Ensemble, ils ne tentent même plus de refaire le monde, ni leur couple, puisqu’au fond, c’est un voyage presque forcé – comme l’entorse à la cheville que se fera Jean-Philippe, à la veille du départ le révélera – qui sert d’enjeu au film, un voyage métaphorique de toutes leurs névroses, déplacées ailleurs. Ira ira pas, Espagne ou Italie, Aubrac ou reste ici, 30 minutes avant l’ellipse de l’arrivée en… Sicile, après avoir fait le tour de tous pour savoir où aller, après avoir cédé sur l’Italie, pour Lui. Mais peu importe, voyager à tout prix, aimer à tout prix, Sophie à tous prix…
À travers un geste de caméra qui ne lésine pas sur les effets, les plans, les champs contre-champs accentuant ce qui serait donné à voir (par nous, et qu’eux ne voient plus), à travers un récit fait d’ellipses et compartimenté entre l’ici et maintenant déceptif, l’ailleurs un temps qui reproduit l’avant pas tout à fait autrement, et la conception d’un film de ces mêmes vacances, le tout meurt dans l’œuf à force de détourner, via le dialogue et les situations (peut-être cocasses mais pas un brin drôles), l’expérience de cinéma dans l’expérience de vie, et réciproquement. À qui se plaint de ses règles, de la chaleur, des moustiques, du niveau de l’hôtel, de la fermeture des lieux de visites, des Italiens eux-mêmes tous des voleurs, des beaux-parents qui ne font pas le job à distance, de l’amour qui ne vient pas, du désir qui finira, ouf, 1h30 après, à éclore… À gros coups de sabots, la caméra se penche sur le pénis sculpté d’une statue immense sur laquelle s’appuie Sophie mais dont le bronze est brûlant, sur une pancarte où est écrit « bibite », fait entrer Sophie dans un trou avant qu’elle ne s’esclaffe « prends-moi par derrière » juste parce qu’elle a le vertige, laisse entrevoir le sexe nu sous les draps de Jean-Philippe, montre l’explosion de Stromboli au moment sans doute d’une éjaculation… Waouh, grossier.

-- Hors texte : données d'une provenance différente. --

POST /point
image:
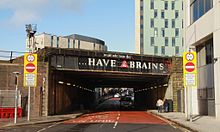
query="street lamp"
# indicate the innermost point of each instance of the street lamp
(16, 95)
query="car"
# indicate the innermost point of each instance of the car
(126, 102)
(117, 95)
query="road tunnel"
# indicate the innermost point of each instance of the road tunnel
(75, 74)
(75, 90)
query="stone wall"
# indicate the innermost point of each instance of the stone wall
(7, 82)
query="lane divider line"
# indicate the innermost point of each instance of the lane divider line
(116, 123)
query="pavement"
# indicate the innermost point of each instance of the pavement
(9, 122)
(199, 123)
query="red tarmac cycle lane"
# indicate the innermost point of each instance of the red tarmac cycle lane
(128, 117)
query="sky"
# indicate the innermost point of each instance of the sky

Et ça parle, entre l’étourdie et le râleur, celle qui a l’œuf quand le ventre de l’autre est gonflé à cause de deux tiramisus qu’il s’est empiffrés, d’ailleurs on le voit trop s’empiffrer pour combler un manque… inavouable, inavoué. Ce seront feux à trois sourires au début et à la fin du film qui se posent sur le visage de l’homme lorsque Sophie le gratifie, ou sur son visage lorsqu’elle-même l’est, attirée par la tchatche de divers Italiens qui ont remarqué ses jambes nues sous sa jupe courte, histoire de montrer si et comment on peut encore un peu (s’) exister. Au fond, ce sont ces quelques rares scènes – sur un scooter à Vulcano, au lit à Paris – montrant un rapprochement possible, qui sont belles, poétiques, étranges dans ces Riens du tout, et… trop fugaces.
De Stromboli à Voyage en Italie mais qu’est donc devenu Rosselini? À moins qu’une fois encore, le film reflète les effets du confinement : on peut bien voyager, on peut rester sans bouger, continuer de s’aimer et de s’illusionner. Cela ne se juge pas, et reflète peut-être ce qu’est exactement le cinéma, mais dommage, on aurait préféré contempler le plateau de l’Aubrac sans bouger, plutôt que d’assister à une autobiographie faussement simplifiée.